Das Börsenunwort des Jahres 2016, welches die Börse Düsseldorf jährlich kürt, findet sich noch heute regelmäßig in Börsenberichten: der „Anlagenotstand“. Ein Notstand ist dabei jedoch das, was man derzeit in Mosambik nach der verheerenden Naturkatastrophe durch den Wirbelsturm Idai auf besonders tragische und verheerende Weise mit Toten, zerstörten Gebäuden und vernichteter Infrastruktur vor Augen geführt bekommt. Ein „Anlagenotstand“ suggeriert somit eine Krise, die es in diesem Ausmaß an den Finanzmärkten de facto nie geben kann. Die Verwendung dieses Begriffs beinhaltet somit die Gefahr, dass Anleger denken, sie müssten nun etwas Besonderes tun, um sich vor einer Krise zu schützen. Und genau in dem Besonderen lauern wiederum Gefahren für den Anleger, die eben auch beispielsweise in der Flucht in „Betongold“ münden können, was dann wiederum zu neuen Risiken führen kann – vor denen sich ein Anleger eigentlich schützen wollte. Insofern verführen Begriffe wie „Anlagenotstand“ und „Betongold“ zu Handlungen, die vielmehr auf einer Angst vor einer Krise basieren und wenig mit einer individuell-ausgerichteten Anlagestrategie zu tun haben.
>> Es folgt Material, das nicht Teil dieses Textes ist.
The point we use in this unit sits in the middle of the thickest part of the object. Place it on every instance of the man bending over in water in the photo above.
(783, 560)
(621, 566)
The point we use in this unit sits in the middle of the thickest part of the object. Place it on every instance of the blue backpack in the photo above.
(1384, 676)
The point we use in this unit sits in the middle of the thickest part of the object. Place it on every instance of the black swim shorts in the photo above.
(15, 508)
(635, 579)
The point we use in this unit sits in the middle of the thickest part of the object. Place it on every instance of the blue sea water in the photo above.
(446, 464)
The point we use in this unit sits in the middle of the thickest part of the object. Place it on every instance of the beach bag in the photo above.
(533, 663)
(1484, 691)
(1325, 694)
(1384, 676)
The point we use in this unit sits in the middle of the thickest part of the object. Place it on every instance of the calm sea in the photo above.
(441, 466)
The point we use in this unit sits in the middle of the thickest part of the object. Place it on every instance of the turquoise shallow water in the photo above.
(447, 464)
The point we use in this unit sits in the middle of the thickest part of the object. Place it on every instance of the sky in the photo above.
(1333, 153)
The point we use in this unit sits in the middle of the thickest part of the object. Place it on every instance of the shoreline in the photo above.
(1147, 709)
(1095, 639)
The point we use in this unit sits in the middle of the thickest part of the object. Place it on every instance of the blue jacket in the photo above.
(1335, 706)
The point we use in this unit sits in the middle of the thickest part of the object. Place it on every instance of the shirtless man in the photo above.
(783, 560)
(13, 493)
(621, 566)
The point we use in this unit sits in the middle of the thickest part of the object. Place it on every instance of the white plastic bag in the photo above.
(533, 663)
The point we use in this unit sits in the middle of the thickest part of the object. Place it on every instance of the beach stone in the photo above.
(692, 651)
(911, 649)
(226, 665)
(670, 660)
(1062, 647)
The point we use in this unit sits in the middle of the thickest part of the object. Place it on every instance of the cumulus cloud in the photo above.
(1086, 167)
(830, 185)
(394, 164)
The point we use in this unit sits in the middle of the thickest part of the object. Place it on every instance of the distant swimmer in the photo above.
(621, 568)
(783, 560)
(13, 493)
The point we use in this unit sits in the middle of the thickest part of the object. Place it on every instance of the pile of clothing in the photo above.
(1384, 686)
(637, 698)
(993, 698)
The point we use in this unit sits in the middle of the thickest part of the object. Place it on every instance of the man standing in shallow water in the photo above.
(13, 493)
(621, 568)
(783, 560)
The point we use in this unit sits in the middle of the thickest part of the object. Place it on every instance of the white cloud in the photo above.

Und als letztes Beispiel für „Financial Framing“ sei der dreifache „Hexensabbat“ oder „triple witching day“ an den Terminbörsen erwähnt. Wenn am großen Verfalltermin an der Eurex die Optionen und Futures auf Aktien und Anleihen fällig werden, dann wird regelmäßig darüber berichtet, dass an der Börse die Hexen getanzt haben. Börse und Termingeschäfte sind aber keine Hexerei. Dass der Begriff „Sabbat“ seinen Ursprung im Hebräischen hat, ist hierbei wohl eher Zufall, wird doch die Floskel „jetzt ist Sabbat“ bei uns gleichbedeutend mit „jetzt ist Schluss“ oder „jetzt ist Wochenende“ eingesetzt. Wenn man jedoch Hexensabbat hört, dann wird bei mir der Frame von Zauberei und auch der Zockerei aktiviert, spielt doch ein Zauberer mittels Tricks mit seinem Publikum. Und gerade in Verbindung mit einer Terminbörse, deren ursprünglicher Sinne Absicherungsgeschäfte für Unternehmen darstellt, bewirkt die Verwendung des Begriffs „Hexensabbat“ eine Mystifizierung, die Anleger zu einem pauschalen Urteil über Termingeschäfte als Zockerei verführt.

Differenzierung ist angesagt. Begriffe, wie Ramschanleihen, Anlagenotstand, Betongold oder Hexensabbat, verführen Anleger zu einer pauschalen Einordnung, die der Sache nicht gerecht wird. Anleger tun gut daran, darauf zu achten, welche Deutungsmuster durch die Verwendung solcher Begriffe im Gehirn geweckt werden. Wenn daraus folgt, dass wir alle sensibler werden, was Sprachbilder bewirken und wie sie unser Denken bestimmen, dann hat eine sprachliche Aufrüstung in allen Lebensbereichen weniger negative Folgen – für Ihr Wertpapierdepot genauso wie für und unsere Gesellschaft insgesamt.